4. Esonero contributivo per le filiere agricole, della pesca e dell’acquacoltura
L’art. 19 del Decreto Sostegni estende l’esonero dal versamento dal versamento dei contributi previdenziali anche per il mese di gennaio 2021 alle attività identificate dai codici ATECO riportati nell’Allegato 3 al d.l. n. 137/2020 così come convertito, con modificazioni, in legge n. 176/2020.
5. Contributi a fondo perduto
L’art. 1 del Decreto Sostegni riconosce un nuovo contributo a fondo perduto a favore degli operatori economici colpiti dall’emergenza epidemiologica COVID-19.
In particolare, il contributo è riconosciuto ai soggetti titolari di partita IVA, residenti o stabiliti nel territorio nazionale, che svolgono attività d’impresa, arte o professione o producono reddito agrario e la cui attività non risulti cessata alla data del 23 marzo 2021. Sono inoltre esclusi coloro che apriranno partita IVA dopo il 23 marzo 2021, gli enti pubblici di cui all’art. 74 del TUIR e gli intermediari finanziari e società di partecipazione di cui all’art. 162-bis del TUIR.
Il contributo a fondo perduto spetta esclusivamente ai soggetti con compensi e ricavi – relativi al periodo d’imposta 2019 – non superiori a 10 milioni di euro ed a condizione che l’ammontare medio mensile del fatturato e dei corrispettivi dell’anno 2020 sia inferiore almeno del 30% rispetto all’ammontare medio mensile del fatturato e dei corrispettivi dell’anno 2019.
Al fine di determinare correttamente i predetti importi, si deve fare riferimento alla data di effettuazione dell’operazione di cessione di beni o di prestazione dei servizi. Per il calcolo della media mensile, i soggetti che hanno attivato la partita IVA dal 1° gennaio 2019 devono considerare i mesi successivi a quello di attivazione.
Il requisito relativo al calo del fatturato non è richiesto per i soggetti che hanno attivato la partita IVA dal 1° gennaio 2019.
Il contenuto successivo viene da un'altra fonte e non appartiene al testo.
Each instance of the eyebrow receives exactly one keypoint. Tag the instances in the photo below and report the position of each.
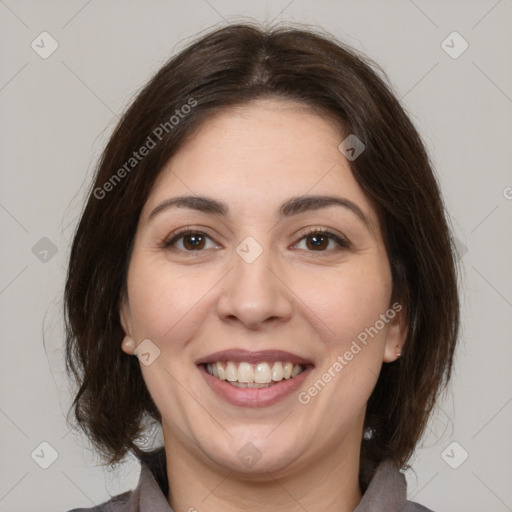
(292, 206)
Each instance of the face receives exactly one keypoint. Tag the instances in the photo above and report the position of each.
(282, 270)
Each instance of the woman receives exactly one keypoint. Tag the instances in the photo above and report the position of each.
(263, 268)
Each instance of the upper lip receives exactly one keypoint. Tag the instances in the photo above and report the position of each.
(253, 357)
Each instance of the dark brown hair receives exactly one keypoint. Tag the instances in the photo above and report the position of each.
(232, 66)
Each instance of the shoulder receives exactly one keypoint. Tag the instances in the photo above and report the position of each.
(120, 503)
(415, 507)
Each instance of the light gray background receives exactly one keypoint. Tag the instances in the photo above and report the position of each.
(57, 114)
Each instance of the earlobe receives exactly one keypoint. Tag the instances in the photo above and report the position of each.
(128, 344)
(396, 336)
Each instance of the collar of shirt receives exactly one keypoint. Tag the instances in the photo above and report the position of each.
(387, 490)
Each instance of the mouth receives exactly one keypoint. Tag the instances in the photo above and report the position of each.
(254, 379)
(255, 376)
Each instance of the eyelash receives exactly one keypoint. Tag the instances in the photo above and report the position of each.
(174, 237)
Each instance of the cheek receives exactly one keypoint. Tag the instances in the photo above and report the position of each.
(348, 301)
(164, 300)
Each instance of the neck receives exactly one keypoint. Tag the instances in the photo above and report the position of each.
(329, 484)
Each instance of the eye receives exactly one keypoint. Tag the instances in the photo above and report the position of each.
(320, 240)
(189, 240)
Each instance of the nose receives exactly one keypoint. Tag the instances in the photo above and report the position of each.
(255, 293)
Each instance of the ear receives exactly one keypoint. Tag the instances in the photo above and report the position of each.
(128, 344)
(397, 333)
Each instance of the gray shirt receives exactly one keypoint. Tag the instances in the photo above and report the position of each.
(386, 492)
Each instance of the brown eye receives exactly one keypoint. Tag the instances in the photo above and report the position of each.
(320, 241)
(188, 240)
(317, 242)
(193, 242)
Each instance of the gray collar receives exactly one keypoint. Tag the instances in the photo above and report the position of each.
(387, 491)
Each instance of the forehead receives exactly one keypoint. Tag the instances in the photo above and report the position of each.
(257, 155)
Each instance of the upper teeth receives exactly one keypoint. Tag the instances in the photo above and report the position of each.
(261, 373)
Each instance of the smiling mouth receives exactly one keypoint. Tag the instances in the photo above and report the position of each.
(261, 375)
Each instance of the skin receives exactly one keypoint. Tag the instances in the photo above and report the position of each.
(294, 297)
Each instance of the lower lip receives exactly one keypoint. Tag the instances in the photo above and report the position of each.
(254, 397)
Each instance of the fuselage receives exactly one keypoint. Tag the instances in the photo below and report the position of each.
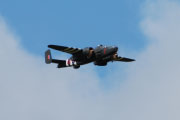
(100, 55)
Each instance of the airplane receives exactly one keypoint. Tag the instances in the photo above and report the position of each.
(100, 55)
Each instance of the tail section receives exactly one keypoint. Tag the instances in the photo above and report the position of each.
(48, 57)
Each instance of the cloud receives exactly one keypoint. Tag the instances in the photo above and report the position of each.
(30, 90)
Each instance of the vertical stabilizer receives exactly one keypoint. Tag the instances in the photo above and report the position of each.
(48, 57)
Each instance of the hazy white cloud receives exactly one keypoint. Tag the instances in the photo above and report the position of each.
(31, 90)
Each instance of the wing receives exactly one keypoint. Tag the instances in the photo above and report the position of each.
(69, 50)
(123, 59)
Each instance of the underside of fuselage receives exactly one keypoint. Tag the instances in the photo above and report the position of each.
(100, 55)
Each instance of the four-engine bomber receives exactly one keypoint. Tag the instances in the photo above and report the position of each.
(100, 55)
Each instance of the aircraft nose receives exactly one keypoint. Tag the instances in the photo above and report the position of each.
(116, 48)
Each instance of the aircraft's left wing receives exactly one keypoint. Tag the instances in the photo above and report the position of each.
(69, 50)
(123, 59)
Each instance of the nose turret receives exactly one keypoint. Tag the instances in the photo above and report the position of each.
(115, 48)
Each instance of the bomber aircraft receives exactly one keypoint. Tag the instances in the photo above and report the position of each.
(100, 55)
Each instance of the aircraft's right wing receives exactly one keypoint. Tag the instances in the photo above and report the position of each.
(123, 59)
(69, 50)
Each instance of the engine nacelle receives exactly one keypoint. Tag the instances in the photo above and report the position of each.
(76, 66)
(88, 51)
(69, 62)
(100, 63)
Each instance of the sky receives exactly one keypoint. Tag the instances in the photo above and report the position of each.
(145, 90)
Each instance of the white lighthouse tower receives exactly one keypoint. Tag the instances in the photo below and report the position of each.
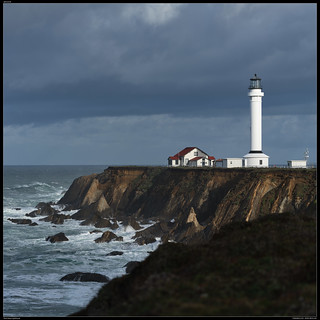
(256, 158)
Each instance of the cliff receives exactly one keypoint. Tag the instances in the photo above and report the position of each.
(191, 205)
(265, 267)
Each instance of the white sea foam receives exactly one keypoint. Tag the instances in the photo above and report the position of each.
(34, 266)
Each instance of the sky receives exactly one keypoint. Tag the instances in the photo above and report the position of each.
(132, 84)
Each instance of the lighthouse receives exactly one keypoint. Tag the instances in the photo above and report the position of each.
(256, 158)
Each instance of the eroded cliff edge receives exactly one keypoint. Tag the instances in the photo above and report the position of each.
(191, 205)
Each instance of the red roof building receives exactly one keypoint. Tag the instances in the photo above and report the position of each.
(191, 156)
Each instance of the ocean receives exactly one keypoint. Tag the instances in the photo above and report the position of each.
(33, 266)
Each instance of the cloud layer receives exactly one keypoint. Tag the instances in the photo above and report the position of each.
(151, 139)
(135, 83)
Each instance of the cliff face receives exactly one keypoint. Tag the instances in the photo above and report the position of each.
(200, 201)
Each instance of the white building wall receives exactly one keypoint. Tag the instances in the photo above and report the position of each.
(232, 163)
(297, 163)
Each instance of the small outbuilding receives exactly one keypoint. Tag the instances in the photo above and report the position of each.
(191, 157)
(297, 163)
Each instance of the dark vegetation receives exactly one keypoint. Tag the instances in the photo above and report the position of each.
(265, 267)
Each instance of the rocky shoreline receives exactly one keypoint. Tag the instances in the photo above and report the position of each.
(188, 206)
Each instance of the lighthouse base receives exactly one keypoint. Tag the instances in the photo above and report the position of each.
(256, 160)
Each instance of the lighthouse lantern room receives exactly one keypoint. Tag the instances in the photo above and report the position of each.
(256, 158)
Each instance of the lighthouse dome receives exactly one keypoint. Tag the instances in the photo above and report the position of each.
(255, 83)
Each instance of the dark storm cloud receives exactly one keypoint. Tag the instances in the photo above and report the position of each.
(64, 61)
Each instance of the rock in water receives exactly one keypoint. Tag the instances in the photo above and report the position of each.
(57, 238)
(20, 221)
(145, 240)
(131, 265)
(108, 236)
(85, 277)
(115, 253)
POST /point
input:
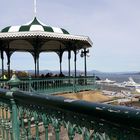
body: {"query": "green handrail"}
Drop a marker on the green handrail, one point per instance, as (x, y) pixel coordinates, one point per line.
(90, 120)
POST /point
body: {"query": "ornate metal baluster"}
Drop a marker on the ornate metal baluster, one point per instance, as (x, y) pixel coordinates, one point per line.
(22, 116)
(56, 126)
(36, 119)
(3, 122)
(7, 123)
(0, 120)
(71, 130)
(46, 123)
(29, 136)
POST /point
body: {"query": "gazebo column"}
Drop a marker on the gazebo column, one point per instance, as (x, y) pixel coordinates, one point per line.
(8, 61)
(84, 54)
(37, 65)
(36, 61)
(69, 57)
(60, 54)
(60, 61)
(75, 65)
(2, 62)
(8, 67)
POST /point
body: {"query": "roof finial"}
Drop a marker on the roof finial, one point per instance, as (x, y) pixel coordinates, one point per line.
(35, 8)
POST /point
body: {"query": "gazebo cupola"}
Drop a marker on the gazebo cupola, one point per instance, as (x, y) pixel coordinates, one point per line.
(34, 25)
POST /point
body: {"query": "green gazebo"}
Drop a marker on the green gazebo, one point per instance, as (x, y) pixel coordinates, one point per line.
(36, 37)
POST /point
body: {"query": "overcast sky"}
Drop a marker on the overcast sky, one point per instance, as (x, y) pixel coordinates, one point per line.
(112, 25)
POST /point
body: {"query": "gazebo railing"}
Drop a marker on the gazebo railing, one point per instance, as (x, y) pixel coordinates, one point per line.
(28, 116)
(55, 85)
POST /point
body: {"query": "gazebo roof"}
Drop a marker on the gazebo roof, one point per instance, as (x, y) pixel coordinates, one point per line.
(24, 37)
(34, 25)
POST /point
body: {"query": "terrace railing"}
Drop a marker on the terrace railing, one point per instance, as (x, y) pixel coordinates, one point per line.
(55, 85)
(29, 116)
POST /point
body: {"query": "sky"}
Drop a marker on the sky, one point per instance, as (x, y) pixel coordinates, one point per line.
(112, 25)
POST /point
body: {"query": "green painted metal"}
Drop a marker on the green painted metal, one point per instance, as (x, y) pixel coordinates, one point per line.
(15, 121)
(34, 116)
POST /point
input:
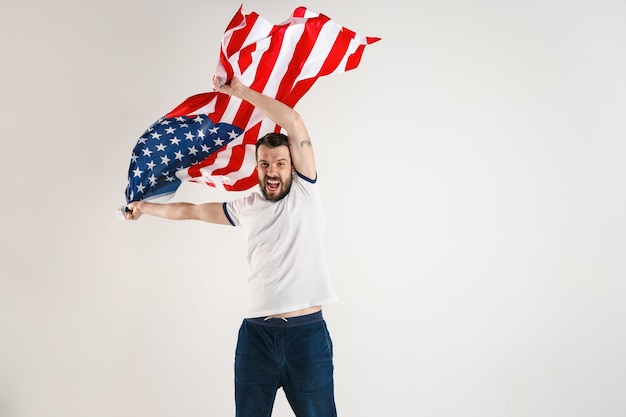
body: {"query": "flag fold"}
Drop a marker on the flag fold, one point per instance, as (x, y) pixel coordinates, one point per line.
(210, 137)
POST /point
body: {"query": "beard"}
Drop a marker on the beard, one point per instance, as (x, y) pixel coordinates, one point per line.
(286, 187)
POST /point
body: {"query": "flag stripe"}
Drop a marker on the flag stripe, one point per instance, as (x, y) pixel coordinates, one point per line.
(282, 61)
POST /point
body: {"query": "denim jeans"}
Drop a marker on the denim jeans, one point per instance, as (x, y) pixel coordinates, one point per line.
(296, 354)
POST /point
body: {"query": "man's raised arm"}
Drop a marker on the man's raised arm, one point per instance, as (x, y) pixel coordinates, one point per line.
(208, 212)
(300, 147)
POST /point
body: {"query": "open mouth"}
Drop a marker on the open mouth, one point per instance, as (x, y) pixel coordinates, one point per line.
(272, 185)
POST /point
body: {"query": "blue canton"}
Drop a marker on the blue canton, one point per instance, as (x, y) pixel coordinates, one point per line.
(171, 145)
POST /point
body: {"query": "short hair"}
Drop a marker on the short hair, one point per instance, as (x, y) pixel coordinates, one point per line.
(271, 140)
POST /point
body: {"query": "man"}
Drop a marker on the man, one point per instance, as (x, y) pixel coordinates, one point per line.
(284, 341)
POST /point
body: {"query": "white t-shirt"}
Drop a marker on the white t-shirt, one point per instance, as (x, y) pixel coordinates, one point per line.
(287, 267)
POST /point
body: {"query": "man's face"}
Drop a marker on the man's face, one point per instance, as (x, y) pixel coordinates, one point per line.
(274, 170)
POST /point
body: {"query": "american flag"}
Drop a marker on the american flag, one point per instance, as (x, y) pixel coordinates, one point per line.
(210, 137)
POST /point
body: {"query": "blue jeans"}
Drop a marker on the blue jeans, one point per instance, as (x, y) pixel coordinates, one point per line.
(296, 355)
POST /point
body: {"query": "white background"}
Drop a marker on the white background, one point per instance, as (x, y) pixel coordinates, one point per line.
(473, 175)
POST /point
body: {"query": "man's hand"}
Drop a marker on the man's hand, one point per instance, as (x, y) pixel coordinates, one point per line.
(232, 88)
(133, 211)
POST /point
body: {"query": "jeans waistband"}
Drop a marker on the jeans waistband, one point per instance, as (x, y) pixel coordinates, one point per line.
(287, 322)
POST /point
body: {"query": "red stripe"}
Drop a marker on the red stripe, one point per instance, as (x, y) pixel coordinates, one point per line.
(191, 104)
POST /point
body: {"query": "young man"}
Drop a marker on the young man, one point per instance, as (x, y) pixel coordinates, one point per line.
(284, 341)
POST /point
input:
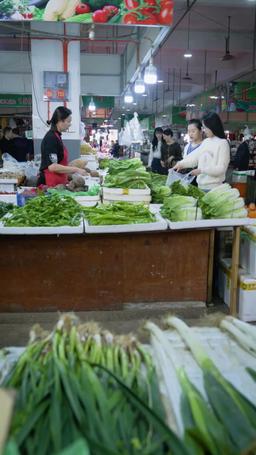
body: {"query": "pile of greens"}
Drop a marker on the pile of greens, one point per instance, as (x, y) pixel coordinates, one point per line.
(93, 191)
(159, 190)
(181, 208)
(104, 163)
(223, 202)
(127, 174)
(48, 211)
(188, 190)
(118, 213)
(5, 208)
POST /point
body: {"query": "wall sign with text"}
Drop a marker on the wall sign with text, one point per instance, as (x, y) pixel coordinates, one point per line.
(129, 12)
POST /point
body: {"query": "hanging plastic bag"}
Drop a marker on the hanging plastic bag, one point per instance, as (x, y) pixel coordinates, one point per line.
(174, 176)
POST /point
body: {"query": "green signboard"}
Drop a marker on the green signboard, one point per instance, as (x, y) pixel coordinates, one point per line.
(10, 100)
(127, 12)
(101, 102)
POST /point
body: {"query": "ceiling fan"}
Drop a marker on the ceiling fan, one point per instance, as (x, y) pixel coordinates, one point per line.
(227, 55)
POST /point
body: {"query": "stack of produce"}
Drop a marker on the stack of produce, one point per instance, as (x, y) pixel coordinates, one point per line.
(217, 419)
(181, 208)
(186, 190)
(118, 213)
(48, 211)
(223, 202)
(5, 208)
(159, 189)
(127, 174)
(81, 385)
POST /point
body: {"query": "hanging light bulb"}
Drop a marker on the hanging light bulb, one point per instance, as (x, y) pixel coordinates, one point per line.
(92, 106)
(150, 75)
(128, 97)
(139, 86)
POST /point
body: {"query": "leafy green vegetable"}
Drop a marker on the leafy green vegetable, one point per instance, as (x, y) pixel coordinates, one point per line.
(117, 166)
(118, 213)
(130, 178)
(188, 190)
(53, 210)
L’ammontare del contributo a fondo perduto è determinato in misura pari all’importo ottenuto applicando una percentuale alla differenza tra l’ammontare medio mensile del fatturato e dei corrispettivi dell’anno 2020 e l’ammontare medio mensile del fatturato e dei corrispettivi dell’anno 2019 come segue:
– 60% per i soggetti con ricavi e compensi non superiori a 100.000,00 euro;
– 50% per i soggetti con ricavi o compensi superiori a 100.000,00 euro e fino a 400.000,00 euro;
– 40% per i soggetti con ricavi e compensi superiori a 400.000,00 euro e fino a 1 milione di euro;
– 30% per i soggetti con ricavi e compensi superiori a 1 milione di euro e fino a 5 milioni di euro;
– 20% per i soggetti con ricavi e compensi superiori a 5 milioni di euro e fino a 10 milioni di euro.
Il contributo è in ogni caso riconosciuto per un importo minimo di:
– 1.000,00 euro per le persone fisiche;
– 2.000,00 euro per i soggetti diversi dalle persone fisiche.
In ogni caso, l’importo massimo spettante non supererà i 150.000,00 euro.
Su scelta irrevocabile dell’istante, il contributo potrà essere erogato tramite bonifico bancario direttamente sul conto corrente intestato al beneficiario o come credito d’imposta, da utilizzare esclusivamente in compensazione tramite modello F24.
Al fine di ottenere il contributo a fondo perduto, dovrà essere presentata, esclusivamente in via telematica, un’istanza all’Agenzia delle Entrate con l’indicazione della sussistenza dei requisiti richiesti.
Per tale ragione, con il provvedimento n. 77923 del 23 marzo 2021, l’Agenzia delle Entrate ha approvato il modello, con le relative istruzioni, per la richiesta del contributo a fondo perduto.
Lo sportello per la presentazione delle istanze si aprirà il 30 marzo 2021 per chiudersi il 28 maggio 2021.